Singing for an unsung Canadian political icon
Historian brings times of Thomas D’Arcy McGee to life.
Celtic Studies and history professor David Wilson’s recent book tour in support of his two-volume biography of Irish-Canadian politician Thomas D’Arcy McGee was far from the standard academic promotional junket. Eschewing campus bookstores and lecture halls for nightclubs and theatres, the tour was more like something undertaken by a rock band promoting a new album.
Backed by a group of Ottawa and Montreal-area musicians known as The McGee Band, Wilson created a dramatic performance as lively and engaging as the charismatic Father of Canadian Confederation himself.
“I love writing and performance art, and I play traditional music, too,” said Wilson when asked about enlisting a musical act to support the story.
He had been introduced to The McGee Band several years ago after learning of their album inspired by the life of McGee. The band fuses a blend of Irish, Scottish and Québécois music into their original compositions, so it’s as if the project – Irish Rebel, Canadian Icon: The Life and Times of D’Arcy McGee in Words and Music – was just waiting to happen.

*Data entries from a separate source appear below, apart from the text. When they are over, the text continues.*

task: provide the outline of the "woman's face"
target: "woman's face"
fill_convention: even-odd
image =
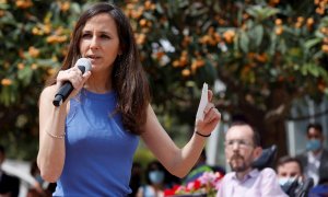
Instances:
[[[95,15],[85,23],[80,50],[82,57],[91,59],[92,72],[112,71],[112,65],[121,51],[116,23],[109,14]]]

“I went to Ottawa to meet with them and within a few days we had a rough outline of a show,” said Wilson. It resulted in a 90-minute program that sees Wilson spin a narrative thread chronicling McGee’s career in politics in Ireland, the United States, and finally Canada. His account is supplemented with readings of some of McGee’s speeches and poetry, and musical selections with Wilson occasionally joining the band on tin whistle.
They’ve presented the literary and musical tribute in venues across Ontario, Quebec and as far afield as St. Louis, meeting with standing ovations at every turn.
Wilson’s fascination with McGee began in 1978 when he attended a Celtic Studies conference at U of T. He heard Irish politician and philosopher Conor Cruise O’Brien describe McGee as the greatest Irish Canadian who ever lived and deserving of a thorough scholarly biography. Wilson made a mental note at the time, but didn’t begin the work until 2000.
What was meant to be a one-volume project turned into a 10-year labour of love as Wilson uncovered more than enough material for a two-volume set. “I worked on it for two to three hours every day for a decade,” he said. “I never got tired of the era. McGee was a household name from the 1840s to the 1860s, and was the most articulate advocate for Confederation.”
Wilson was continuously stirred by the poetry of McGee’s speeches and letters, and his record as an extremely intellectual and prolific writer.
"He laid out a blueprint for Canada as a decent, tolerant society where individuals of differing beliefs and customs could coexist harmoniously," he said.